5 Dream Picks for Tomorrow's Oscar Nominations
Beyonce has 13 Grammys – 16 if you count the Destiny’s Child trophies. That’s a stupidly high amount. Meanwhile Jessica Lange, one of the most lauded thespians of the past 450 years, has two Oscars. That’s scandalous, yes, but absolutely refreshing. The Oscars matter because they honor selectively; you can’t win an Academy Award for “Best R&B Remix by a Soul Duo with Some Reggaeton Thrown In.” No: Only four acting Oscars go out every year, and that means they’re rarer than a Solange megahit. With the nominations up tomorrow, let’s count down some sleeper favorites we’d like to see in the running.
5. Anjelica Huston, 50/50
First of all, good news: Here’s a Twitpic of Anj Huston on the set of NBC’s Smash playing Scrabble on an iPad. Because dynastic priestesses of the silver screen sometimes play word games, I guess. Mind blown. Anyway: 50/50 refused to be anything but a tepid investigation of a cancer patient’s boring relationships until Huston – an Oscar winner for Prizzi’s Honor, of course – ratcheted up the film’s believable humanity with an incisive, deceptive performance as ill Adam’s (Joseph Gordon-Levitt) mother. This is an impressive feat when you consider that the two other major female roles in 50/50 amounted to, respectively, a cloying, one-note confidant (Anna Kendrick, reprising her Up in the Air neuroses as Adam’s novice therapist Katie McCay) and a condescendingly written a**hole girlfriend (Bryce Dallas Howard as Adam’s girlfriend). Huston’s performance is all conscience in a movie that mostly just wants to be cute. Dapple her with kudos, Academy.
4. Rose Byrne, Bridesmaids
Melissa McCarthy’s decent Oscar chances frighten me. She’s very funny, and maybe even a treasure, but Bridesmaids is really about two under-discussed comic performances by Kristen Wiig and Rose Byrne.
Wiig is both hilarious and dour in her starring part, and Byrne is hilariously evil as the ingratiating Helen, an Eve Harrington for the Mean Girls generation. I’d rather see a cleverly devious character up for Best Supporting Actress than a grotesquely broad one, so I’m siding with Byrne. Surely she’s loaded up on Oscar angst from years of staring into Glenn Close’s hungry eyes on Damages.
3. Jeremy Irons, Margin Call
For a critically successful, star-laden ensemble film, Margin Call’s Oscar odds are damn grim. Kevin Spacey’s work in this meditation on Wall Street’s doomsday has its proponents, but the standout suit in the bleak boardroom is Jeremy Irons, whose resigned, plummy-eyed glance as CEO John Tuld serves nearly as a literal albatross preceding the market crash. The morally dubious, aristocratic character is a cinematic descendent of Claus Von Bulow, and if Irons’ Oscar win for Reversal of Fortune is any indication, he should be just as deserving of a statue this time around.

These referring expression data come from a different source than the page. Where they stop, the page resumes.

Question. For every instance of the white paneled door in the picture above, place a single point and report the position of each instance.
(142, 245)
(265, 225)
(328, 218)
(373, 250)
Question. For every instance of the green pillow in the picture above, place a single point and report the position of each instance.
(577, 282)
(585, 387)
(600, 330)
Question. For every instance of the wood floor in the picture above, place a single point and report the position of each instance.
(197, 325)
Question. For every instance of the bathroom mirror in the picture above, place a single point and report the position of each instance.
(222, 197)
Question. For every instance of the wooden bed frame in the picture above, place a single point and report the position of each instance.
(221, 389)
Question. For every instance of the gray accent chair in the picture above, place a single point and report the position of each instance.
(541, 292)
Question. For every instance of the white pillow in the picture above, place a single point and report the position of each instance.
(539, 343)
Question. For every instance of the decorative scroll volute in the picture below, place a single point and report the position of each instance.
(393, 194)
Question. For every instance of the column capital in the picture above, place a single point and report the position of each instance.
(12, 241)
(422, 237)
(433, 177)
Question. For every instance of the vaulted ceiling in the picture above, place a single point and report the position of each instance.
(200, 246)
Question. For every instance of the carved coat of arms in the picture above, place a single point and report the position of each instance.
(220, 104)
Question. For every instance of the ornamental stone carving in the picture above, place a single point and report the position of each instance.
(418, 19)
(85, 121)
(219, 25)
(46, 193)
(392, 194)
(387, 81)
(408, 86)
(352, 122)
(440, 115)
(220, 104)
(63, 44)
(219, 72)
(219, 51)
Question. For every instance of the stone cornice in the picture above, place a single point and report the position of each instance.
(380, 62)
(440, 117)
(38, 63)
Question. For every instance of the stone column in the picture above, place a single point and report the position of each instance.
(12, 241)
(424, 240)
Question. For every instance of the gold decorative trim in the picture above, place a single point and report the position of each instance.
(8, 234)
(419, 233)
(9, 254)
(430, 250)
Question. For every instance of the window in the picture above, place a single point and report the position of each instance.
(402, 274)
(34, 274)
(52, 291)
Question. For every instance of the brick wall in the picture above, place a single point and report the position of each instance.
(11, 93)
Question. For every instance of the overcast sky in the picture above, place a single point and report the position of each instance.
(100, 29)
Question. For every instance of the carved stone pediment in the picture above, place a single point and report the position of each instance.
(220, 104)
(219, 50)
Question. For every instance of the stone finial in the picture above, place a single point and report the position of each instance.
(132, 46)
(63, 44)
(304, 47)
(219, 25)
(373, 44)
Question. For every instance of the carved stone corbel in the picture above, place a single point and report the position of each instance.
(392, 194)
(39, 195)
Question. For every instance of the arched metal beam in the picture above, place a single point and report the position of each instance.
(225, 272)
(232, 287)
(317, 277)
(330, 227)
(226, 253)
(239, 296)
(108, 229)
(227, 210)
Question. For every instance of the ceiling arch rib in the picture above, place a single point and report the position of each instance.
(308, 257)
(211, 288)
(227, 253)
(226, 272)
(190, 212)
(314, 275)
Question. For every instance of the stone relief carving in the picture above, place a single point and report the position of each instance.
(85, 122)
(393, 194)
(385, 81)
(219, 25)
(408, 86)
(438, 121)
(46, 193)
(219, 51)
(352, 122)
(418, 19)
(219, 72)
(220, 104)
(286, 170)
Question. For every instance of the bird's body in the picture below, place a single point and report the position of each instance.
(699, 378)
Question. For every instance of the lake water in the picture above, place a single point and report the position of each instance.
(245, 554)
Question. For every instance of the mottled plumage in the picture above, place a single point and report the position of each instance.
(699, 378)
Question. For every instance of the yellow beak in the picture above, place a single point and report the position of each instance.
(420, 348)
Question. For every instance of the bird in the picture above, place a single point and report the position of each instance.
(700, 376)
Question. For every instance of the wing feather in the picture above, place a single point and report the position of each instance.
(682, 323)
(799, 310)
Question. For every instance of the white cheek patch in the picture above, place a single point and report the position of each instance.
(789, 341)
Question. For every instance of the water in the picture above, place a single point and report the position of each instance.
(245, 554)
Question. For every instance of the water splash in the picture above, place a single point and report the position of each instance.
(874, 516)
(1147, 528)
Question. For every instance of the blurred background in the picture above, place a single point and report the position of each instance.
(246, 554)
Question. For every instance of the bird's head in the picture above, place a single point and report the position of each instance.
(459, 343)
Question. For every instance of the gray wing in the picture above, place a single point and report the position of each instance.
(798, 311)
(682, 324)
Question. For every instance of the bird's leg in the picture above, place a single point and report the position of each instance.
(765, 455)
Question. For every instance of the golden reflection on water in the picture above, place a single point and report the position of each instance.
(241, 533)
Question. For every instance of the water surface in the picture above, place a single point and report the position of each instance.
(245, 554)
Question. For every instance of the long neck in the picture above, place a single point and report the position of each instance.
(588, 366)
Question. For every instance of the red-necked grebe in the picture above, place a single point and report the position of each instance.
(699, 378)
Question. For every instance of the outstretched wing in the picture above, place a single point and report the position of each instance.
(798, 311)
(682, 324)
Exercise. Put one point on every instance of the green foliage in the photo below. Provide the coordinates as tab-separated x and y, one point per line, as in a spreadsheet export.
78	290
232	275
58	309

2. Charlize Theron, Young Adult
Much has been said of Jason Reitman and Diablo Cody’s woozily entitled antiheroine – namely that she’s as hardened and unflinching as the Hello Kitty print on her raggedy tee, and that she’s profoundly unlikable – but let’s give the character and Theron’s performance its due for being the funniest attraction in a movie this year. As the delusional former prom queen who schemes to romance her suburban-settled high school ex, Theron is snarly, distant, and lovably repulsive. It’s rare that a comic performance forces you to choose between feeling sorry and feeling nothing, but Theron is game to piss you off, which means it’s more fearless than anything we’ve been told to appreciate about The Descendants or The Artist.
1. Vanessa Redgrave, Coriolanus
And now, fire. In the little-seen Shakespearean modernization whose Oscar cred is shrinking by the nanosecond, Ralph Fiennes directs the iron-veined Redgrave to her most staggering performance in years. As the titular soldier’s mother whose coercive grit melts to helpless betrayal, Redgrave is beyond present – she’s electric. She spews iambs like a possessed slam poet, pairing centuries-old verse with volcanic, timeless rage. It is the performance of 2012, and if the Academy could squeeze Redgrave into its peachy kudocast, the Oscar-viewing populace would bear witness to a mother role so terrifying, it’d shock Anthony Perkins back into the living. And that would mean a lot to me.